Picture source: NRMA Australia. |
Car crash testing involves awarding starts depending on their safety in preset crash tests. Because all cars are assessed by the same standards, it's a case of comparing apples with apples. One can decide whether a car meets your safety standards compared to the competition before you make a purchase decision.
What happens if the testing organisation moves the goal posts? Then it would depend on when the vehicle was tested. If they were tested years apart, then the comparison between models becomes irrelevant. A recent example in Australia highlights this.
A few years ago, a Renault van was tested and got three stars. Since then, many safety aids were added to the scoring system. Mitsubishi released the same van onto the market but rather than apply the same stars to it as the equivalent Renault model, the van was retested and the result was a zero star score.
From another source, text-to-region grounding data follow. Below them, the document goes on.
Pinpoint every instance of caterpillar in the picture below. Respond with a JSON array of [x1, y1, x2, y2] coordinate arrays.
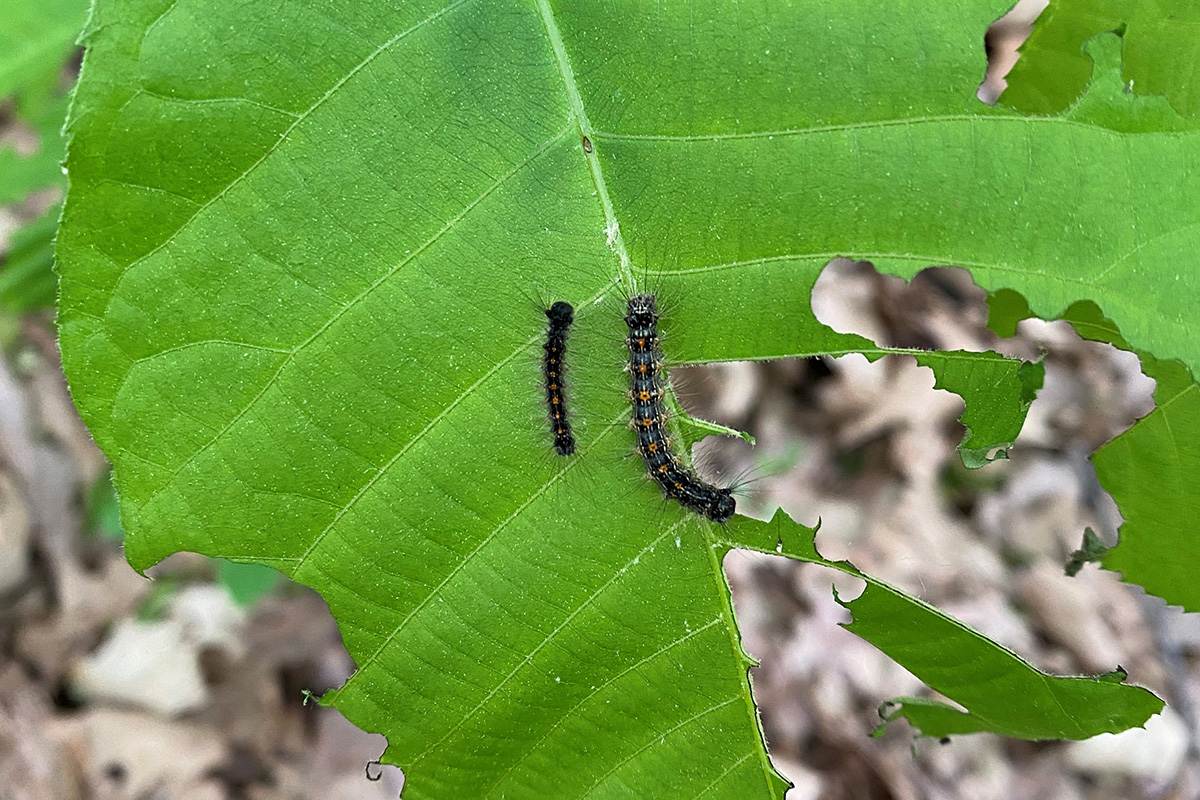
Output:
[[624, 293, 736, 522], [543, 301, 576, 456]]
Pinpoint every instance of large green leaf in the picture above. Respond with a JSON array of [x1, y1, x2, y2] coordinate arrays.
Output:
[[57, 1, 1187, 797], [1002, 0, 1200, 118]]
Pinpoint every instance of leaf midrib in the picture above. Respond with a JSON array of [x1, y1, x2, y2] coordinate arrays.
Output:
[[533, 0, 634, 287], [533, 2, 782, 797]]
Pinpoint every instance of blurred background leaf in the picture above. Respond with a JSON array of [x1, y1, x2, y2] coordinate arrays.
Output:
[[0, 0, 89, 316]]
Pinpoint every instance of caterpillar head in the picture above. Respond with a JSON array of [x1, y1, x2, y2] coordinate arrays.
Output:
[[624, 294, 658, 327], [545, 301, 574, 325], [707, 489, 736, 523]]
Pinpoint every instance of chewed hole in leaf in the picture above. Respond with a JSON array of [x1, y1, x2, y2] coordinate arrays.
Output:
[[689, 260, 1171, 743], [810, 260, 1162, 569]]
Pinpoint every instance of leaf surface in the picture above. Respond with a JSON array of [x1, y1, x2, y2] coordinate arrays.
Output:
[[56, 1, 1187, 797], [1097, 353, 1200, 608]]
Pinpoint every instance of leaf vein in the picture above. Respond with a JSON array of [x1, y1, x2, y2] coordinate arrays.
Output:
[[577, 696, 742, 800], [323, 410, 628, 701], [693, 751, 758, 800], [483, 616, 724, 798], [408, 519, 689, 767], [589, 113, 1195, 142]]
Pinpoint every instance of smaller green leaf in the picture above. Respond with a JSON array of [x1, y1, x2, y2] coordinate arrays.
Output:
[[215, 558, 282, 608], [1098, 667, 1129, 684], [0, 0, 87, 205], [912, 351, 1043, 468], [982, 294, 1200, 612], [985, 288, 1033, 339], [0, 0, 86, 316], [136, 576, 182, 622], [1065, 528, 1110, 577], [722, 510, 1163, 740], [0, 92, 70, 206], [1057, 299, 1130, 350], [1036, 301, 1200, 612], [1096, 353, 1200, 609], [85, 468, 124, 541]]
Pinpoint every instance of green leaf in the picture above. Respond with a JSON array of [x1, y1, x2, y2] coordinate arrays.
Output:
[[215, 558, 282, 607], [56, 0, 1191, 796], [1002, 0, 1200, 119], [913, 350, 1042, 467], [724, 512, 1163, 740], [1065, 528, 1109, 577], [0, 92, 71, 206], [85, 468, 124, 541], [0, 0, 87, 202], [1096, 352, 1200, 608], [590, 29, 1200, 375], [986, 288, 1034, 339], [0, 0, 88, 314]]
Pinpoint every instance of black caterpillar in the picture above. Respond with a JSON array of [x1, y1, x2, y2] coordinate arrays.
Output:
[[543, 301, 576, 456], [624, 293, 735, 522]]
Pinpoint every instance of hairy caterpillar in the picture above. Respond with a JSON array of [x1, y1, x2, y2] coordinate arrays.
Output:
[[543, 301, 576, 456], [624, 293, 736, 522]]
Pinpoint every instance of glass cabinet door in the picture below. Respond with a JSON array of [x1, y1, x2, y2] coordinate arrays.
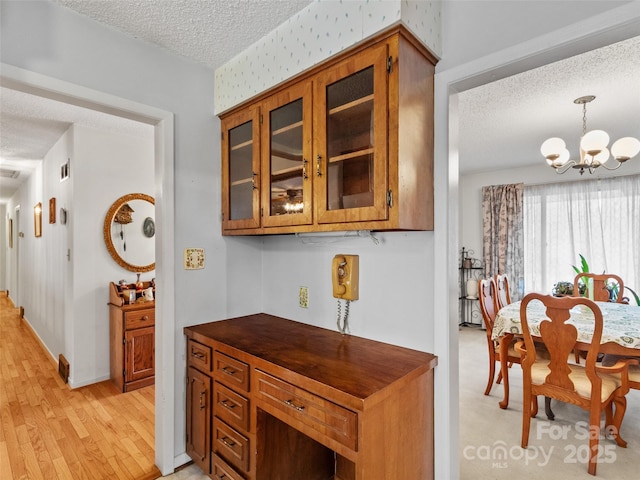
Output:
[[261, 82, 313, 227], [314, 43, 389, 225], [221, 107, 261, 230]]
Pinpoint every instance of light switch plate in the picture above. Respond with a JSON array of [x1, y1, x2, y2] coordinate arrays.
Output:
[[184, 248, 205, 270]]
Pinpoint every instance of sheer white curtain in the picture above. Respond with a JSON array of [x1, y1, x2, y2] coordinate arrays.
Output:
[[523, 174, 640, 299]]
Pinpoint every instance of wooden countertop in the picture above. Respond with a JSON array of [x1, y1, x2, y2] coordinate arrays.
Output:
[[185, 313, 437, 402]]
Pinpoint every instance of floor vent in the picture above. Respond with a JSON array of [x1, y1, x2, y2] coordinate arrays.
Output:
[[58, 354, 70, 384]]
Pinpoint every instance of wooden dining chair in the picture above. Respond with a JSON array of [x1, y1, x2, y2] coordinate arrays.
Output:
[[573, 273, 627, 303], [573, 273, 628, 363], [517, 293, 636, 476], [494, 273, 511, 309], [478, 278, 520, 397]]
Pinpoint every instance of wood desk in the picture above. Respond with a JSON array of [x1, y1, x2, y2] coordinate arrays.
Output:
[[184, 313, 437, 480]]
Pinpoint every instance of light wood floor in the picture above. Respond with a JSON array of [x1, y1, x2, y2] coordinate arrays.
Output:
[[0, 292, 161, 480]]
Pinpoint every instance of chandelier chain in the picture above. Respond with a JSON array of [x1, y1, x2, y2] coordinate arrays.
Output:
[[582, 102, 587, 137]]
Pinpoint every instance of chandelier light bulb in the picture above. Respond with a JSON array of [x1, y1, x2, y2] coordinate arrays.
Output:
[[592, 147, 610, 165], [580, 129, 610, 156], [541, 137, 566, 159], [611, 137, 640, 162], [552, 148, 570, 167]]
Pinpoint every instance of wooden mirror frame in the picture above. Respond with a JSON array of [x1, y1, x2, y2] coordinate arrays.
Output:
[[103, 193, 155, 272]]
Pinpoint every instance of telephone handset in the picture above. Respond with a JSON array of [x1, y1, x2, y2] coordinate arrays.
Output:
[[332, 254, 359, 300], [332, 254, 359, 334]]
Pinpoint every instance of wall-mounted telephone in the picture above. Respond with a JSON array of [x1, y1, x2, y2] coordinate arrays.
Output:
[[332, 254, 359, 334], [332, 254, 359, 300]]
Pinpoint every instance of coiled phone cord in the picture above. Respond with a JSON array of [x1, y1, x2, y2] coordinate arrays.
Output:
[[337, 299, 351, 335]]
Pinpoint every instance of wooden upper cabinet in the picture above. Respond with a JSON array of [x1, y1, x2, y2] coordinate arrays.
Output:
[[219, 26, 435, 235], [314, 42, 388, 225], [221, 106, 261, 231], [261, 81, 313, 228]]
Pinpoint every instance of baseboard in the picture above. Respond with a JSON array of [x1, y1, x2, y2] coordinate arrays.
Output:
[[173, 452, 192, 470], [21, 316, 58, 369]]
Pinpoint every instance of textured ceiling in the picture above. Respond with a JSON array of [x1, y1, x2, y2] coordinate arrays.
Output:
[[1, 1, 639, 204], [0, 0, 314, 203], [53, 0, 315, 69], [458, 34, 640, 175]]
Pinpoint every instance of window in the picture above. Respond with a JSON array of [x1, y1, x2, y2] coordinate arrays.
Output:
[[523, 175, 640, 298]]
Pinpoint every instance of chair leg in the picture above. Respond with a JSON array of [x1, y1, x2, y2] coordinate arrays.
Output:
[[531, 396, 538, 418], [609, 396, 628, 448], [544, 397, 554, 421], [484, 348, 496, 396], [588, 408, 601, 476], [521, 389, 532, 448], [498, 336, 512, 409]]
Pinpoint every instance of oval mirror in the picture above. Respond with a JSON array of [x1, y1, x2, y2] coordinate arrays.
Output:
[[103, 193, 155, 272]]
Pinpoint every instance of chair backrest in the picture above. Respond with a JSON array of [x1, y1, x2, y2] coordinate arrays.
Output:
[[573, 273, 626, 303], [478, 278, 499, 333], [520, 293, 604, 392], [494, 274, 511, 309]]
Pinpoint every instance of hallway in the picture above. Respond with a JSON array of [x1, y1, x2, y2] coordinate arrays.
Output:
[[0, 292, 160, 479]]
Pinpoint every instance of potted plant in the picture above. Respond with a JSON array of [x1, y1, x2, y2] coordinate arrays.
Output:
[[552, 281, 574, 297]]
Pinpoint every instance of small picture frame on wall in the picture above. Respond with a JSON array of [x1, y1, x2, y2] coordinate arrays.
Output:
[[49, 197, 56, 224], [34, 202, 42, 237]]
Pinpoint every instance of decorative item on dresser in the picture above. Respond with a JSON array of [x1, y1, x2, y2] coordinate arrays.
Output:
[[108, 281, 155, 392], [184, 313, 437, 480]]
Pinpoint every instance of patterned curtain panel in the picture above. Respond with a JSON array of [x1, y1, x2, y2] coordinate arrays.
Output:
[[482, 183, 524, 301]]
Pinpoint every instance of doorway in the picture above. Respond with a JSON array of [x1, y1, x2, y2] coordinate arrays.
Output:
[[0, 65, 176, 474]]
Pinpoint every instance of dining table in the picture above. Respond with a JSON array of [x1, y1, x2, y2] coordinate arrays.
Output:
[[492, 299, 640, 410]]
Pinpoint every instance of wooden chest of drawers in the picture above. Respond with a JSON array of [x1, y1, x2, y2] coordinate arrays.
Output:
[[184, 313, 437, 480]]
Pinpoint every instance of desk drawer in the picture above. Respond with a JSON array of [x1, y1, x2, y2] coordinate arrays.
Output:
[[214, 352, 249, 392], [124, 309, 154, 330], [213, 418, 250, 472], [214, 381, 249, 431], [212, 453, 245, 480], [255, 370, 357, 450], [187, 339, 212, 372]]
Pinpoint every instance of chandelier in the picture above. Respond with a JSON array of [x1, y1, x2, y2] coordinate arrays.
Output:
[[541, 95, 640, 175]]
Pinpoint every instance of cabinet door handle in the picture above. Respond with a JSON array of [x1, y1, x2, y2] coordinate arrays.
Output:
[[221, 437, 236, 448], [316, 155, 322, 177], [284, 399, 305, 412], [191, 351, 205, 359], [221, 366, 236, 377], [251, 171, 258, 190], [199, 391, 206, 410], [302, 158, 308, 179], [221, 399, 236, 409]]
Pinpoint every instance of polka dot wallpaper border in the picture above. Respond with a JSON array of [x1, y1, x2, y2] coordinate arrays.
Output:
[[215, 0, 441, 114]]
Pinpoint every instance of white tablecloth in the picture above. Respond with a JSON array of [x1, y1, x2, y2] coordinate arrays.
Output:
[[493, 300, 640, 350]]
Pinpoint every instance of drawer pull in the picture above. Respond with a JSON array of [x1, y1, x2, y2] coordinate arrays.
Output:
[[284, 399, 305, 412], [141, 315, 149, 320], [214, 476, 227, 480], [191, 351, 205, 359], [199, 391, 206, 410], [221, 437, 236, 448], [221, 399, 236, 409], [221, 366, 236, 376]]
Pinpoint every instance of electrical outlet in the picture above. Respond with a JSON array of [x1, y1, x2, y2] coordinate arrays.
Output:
[[299, 286, 309, 308]]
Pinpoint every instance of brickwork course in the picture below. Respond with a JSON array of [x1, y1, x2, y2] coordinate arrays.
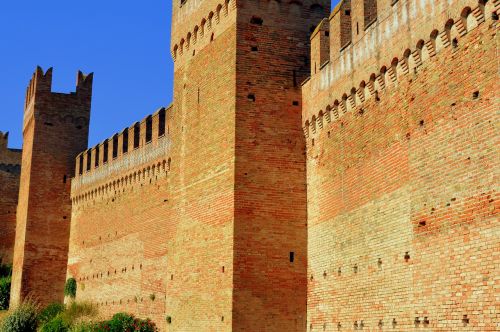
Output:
[[1, 0, 498, 331]]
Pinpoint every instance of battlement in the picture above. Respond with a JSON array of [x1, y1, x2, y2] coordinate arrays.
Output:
[[302, 0, 496, 132], [171, 0, 235, 66], [171, 0, 331, 66], [72, 105, 173, 191], [23, 67, 93, 129]]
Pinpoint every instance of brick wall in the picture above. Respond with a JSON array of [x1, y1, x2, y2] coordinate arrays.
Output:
[[0, 132, 22, 265], [304, 2, 498, 330]]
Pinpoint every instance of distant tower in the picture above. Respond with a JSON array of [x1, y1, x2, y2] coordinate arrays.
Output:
[[10, 67, 92, 307]]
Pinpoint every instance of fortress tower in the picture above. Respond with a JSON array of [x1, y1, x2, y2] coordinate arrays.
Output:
[[167, 0, 329, 330], [10, 67, 92, 307]]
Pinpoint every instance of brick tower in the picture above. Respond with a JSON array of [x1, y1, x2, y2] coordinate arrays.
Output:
[[167, 0, 329, 330], [10, 67, 92, 307]]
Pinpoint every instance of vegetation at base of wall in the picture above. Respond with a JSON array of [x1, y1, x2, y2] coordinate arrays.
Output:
[[33, 303, 157, 332], [64, 278, 77, 299], [0, 262, 13, 310], [37, 303, 65, 326], [0, 299, 39, 332], [92, 313, 158, 332]]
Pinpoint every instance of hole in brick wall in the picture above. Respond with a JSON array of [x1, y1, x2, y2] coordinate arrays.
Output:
[[392, 318, 397, 328], [76, 125, 82, 130], [323, 271, 327, 278], [377, 258, 382, 268], [312, 139, 315, 146], [292, 101, 299, 106], [378, 319, 383, 328], [114, 269, 117, 274], [44, 122, 54, 126], [345, 9, 350, 15], [472, 91, 479, 99], [337, 322, 341, 330], [221, 316, 224, 322], [310, 274, 314, 281], [247, 94, 255, 102], [462, 315, 470, 325], [414, 317, 420, 326], [63, 175, 67, 183], [251, 46, 258, 52], [452, 38, 458, 48], [289, 252, 295, 263], [328, 131, 331, 138], [63, 216, 67, 220], [171, 274, 174, 280], [451, 197, 457, 201], [404, 252, 410, 261], [353, 264, 358, 273], [354, 321, 358, 329], [419, 220, 426, 227], [325, 31, 329, 36], [419, 120, 424, 126], [310, 323, 313, 330], [222, 266, 225, 273], [338, 268, 341, 276], [360, 321, 364, 329], [423, 317, 429, 326], [250, 16, 263, 25], [140, 264, 142, 269]]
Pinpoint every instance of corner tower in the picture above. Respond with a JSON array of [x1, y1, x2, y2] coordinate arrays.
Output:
[[10, 67, 92, 307], [168, 0, 328, 330]]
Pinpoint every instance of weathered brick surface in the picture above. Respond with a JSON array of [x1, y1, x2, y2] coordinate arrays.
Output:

So here we have the same van sold under two nameplates, one can claim a three-star safety rating and the other zero. It exposed an anomaly where vehicles that have been on the Australian market for several years may have a five-star rating and a new model that may have more safety features could receive a lower rating, due to the much stricter scoring regime applied to it.
How is that supposed to help people make an informed choice? Until recently tests only covered structural safety and now technological safety features have been added. Surely for the time being a structural score and a technological score could both be issued. That would let people know that the structural integrity of the vehicle is sound but it lags in the technology side of safety.
At some point in the future, the stars could be combined from both sides to create a higher star rating of say ten rather than just five. Giving a vehicle a zero score when it has some structural safety is misleading. The zero to five scoring system is too narrow to allow for this.
The organisation ANCAP - which was behind this bizarre situation - introduced its tougher scoring system with good intent. As virtually all cars now get a five-star rating, the results weren't saying much. Adding new criteria was a way to highlight the safety features modern cars are expected to have.
But to have a system that makes older vehicles look safer than new ones (when in some cases the opposite is the case) is working against helping people chose safer vehicles. For this, I give ANCAP zero stars.